Sunday, February 19, 2012

The Power of the Possible

Our work is constrained by our beliefs about what is possible. We can only create what our minds can first conceive. So when we encounter something that lies outside our mental limits, it is an incredible event. We can think thoughts that we could not think before and create what was previously inconceivable. It is like a painter living in a black and white world who discovers color for the first time.

People that have the capability to do creative work outside the limits of what is currently believed to be possible are rare and important. They have a powerful catalytic effect on human progress. Once a boundary is breached it triggers a wave of exuberant productive energy. New fields of art, science, and technology are launched. Creators delight in discovering that their belief in some limit was wrong and eagerly explore the fresh world of new possibilities.

In the computer industry, Steve Jobs was known as a creative genius, and with good reason. His work in human-computer interaction at Apple Computer corp. revolutionized personal computing. The iPhone is one example of Apple's pioneering work.

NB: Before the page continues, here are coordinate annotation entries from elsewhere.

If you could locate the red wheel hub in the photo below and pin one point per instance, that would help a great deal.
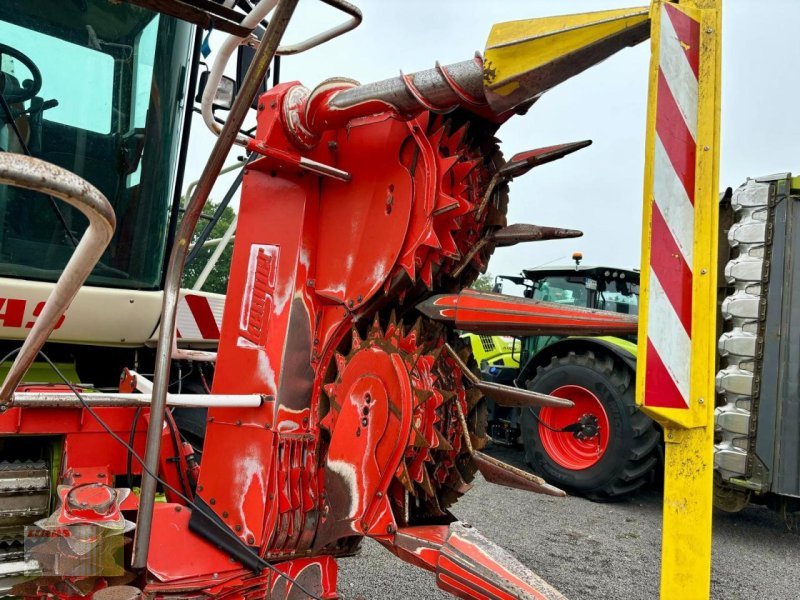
(568, 449)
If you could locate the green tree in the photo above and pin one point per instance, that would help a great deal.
(218, 278)
(484, 283)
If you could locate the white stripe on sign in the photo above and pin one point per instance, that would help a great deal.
(668, 336)
(678, 73)
(185, 321)
(673, 202)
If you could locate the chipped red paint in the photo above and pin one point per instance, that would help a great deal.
(498, 314)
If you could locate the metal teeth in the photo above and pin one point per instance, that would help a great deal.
(743, 309)
(523, 162)
(499, 473)
(505, 395)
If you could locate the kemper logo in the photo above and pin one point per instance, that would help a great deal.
(258, 293)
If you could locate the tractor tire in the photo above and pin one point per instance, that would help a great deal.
(608, 464)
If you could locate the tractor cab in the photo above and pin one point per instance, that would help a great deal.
(102, 89)
(604, 288)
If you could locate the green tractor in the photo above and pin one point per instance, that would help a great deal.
(603, 448)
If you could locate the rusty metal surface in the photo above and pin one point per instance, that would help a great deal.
(523, 162)
(40, 176)
(500, 473)
(442, 87)
(471, 565)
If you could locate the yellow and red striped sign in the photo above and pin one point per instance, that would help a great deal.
(667, 378)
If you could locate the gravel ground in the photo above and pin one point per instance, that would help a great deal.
(589, 550)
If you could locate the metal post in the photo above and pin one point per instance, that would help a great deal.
(255, 74)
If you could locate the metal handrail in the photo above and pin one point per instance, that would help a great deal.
(251, 20)
(241, 105)
(34, 174)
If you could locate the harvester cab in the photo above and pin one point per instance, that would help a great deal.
(343, 403)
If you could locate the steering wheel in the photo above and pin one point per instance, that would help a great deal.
(30, 88)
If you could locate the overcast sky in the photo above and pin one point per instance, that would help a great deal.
(599, 189)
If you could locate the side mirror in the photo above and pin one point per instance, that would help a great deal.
(244, 56)
(226, 91)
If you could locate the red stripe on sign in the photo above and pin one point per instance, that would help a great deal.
(659, 387)
(201, 311)
(688, 31)
(671, 268)
(675, 136)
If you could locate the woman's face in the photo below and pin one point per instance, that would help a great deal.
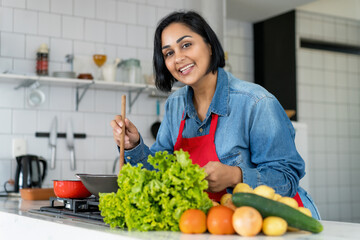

Before the iPhone, smart phones looked very different. They were clunky devices with tiny screens and big keyboards. GUIs were activated with styluses. The few applications available for them were crappy and expensive. The programming environment for these phones was atrocious. Due to their limited capabilities and high price, the ownership of smart phones was restricted primarily to large corporations which gave them out to highly paid employees so they could keep up with their email. The devices were good for little else.

Fast forward two years after the iPhone’s release. Now most phones are composed of a beautiful rectangle of glass, controlled by touch. With their large, colorful screens, they provide an excellent web browsing experience and they are doubling their share of global website visits each year. They offer cheap or free programming environments that are a joy to use, generating a burgeoning ecosystem of hundreds of thousands of innovative applications. Phones are now the fastest growing category of gaming devices. A vast crowd of new smart phone owners were created - even my computer-challenged father owns one. In 5 short years the smart phone has revolutionized the web, business, and gaming, and its influence on society is still growing at an exponential rate.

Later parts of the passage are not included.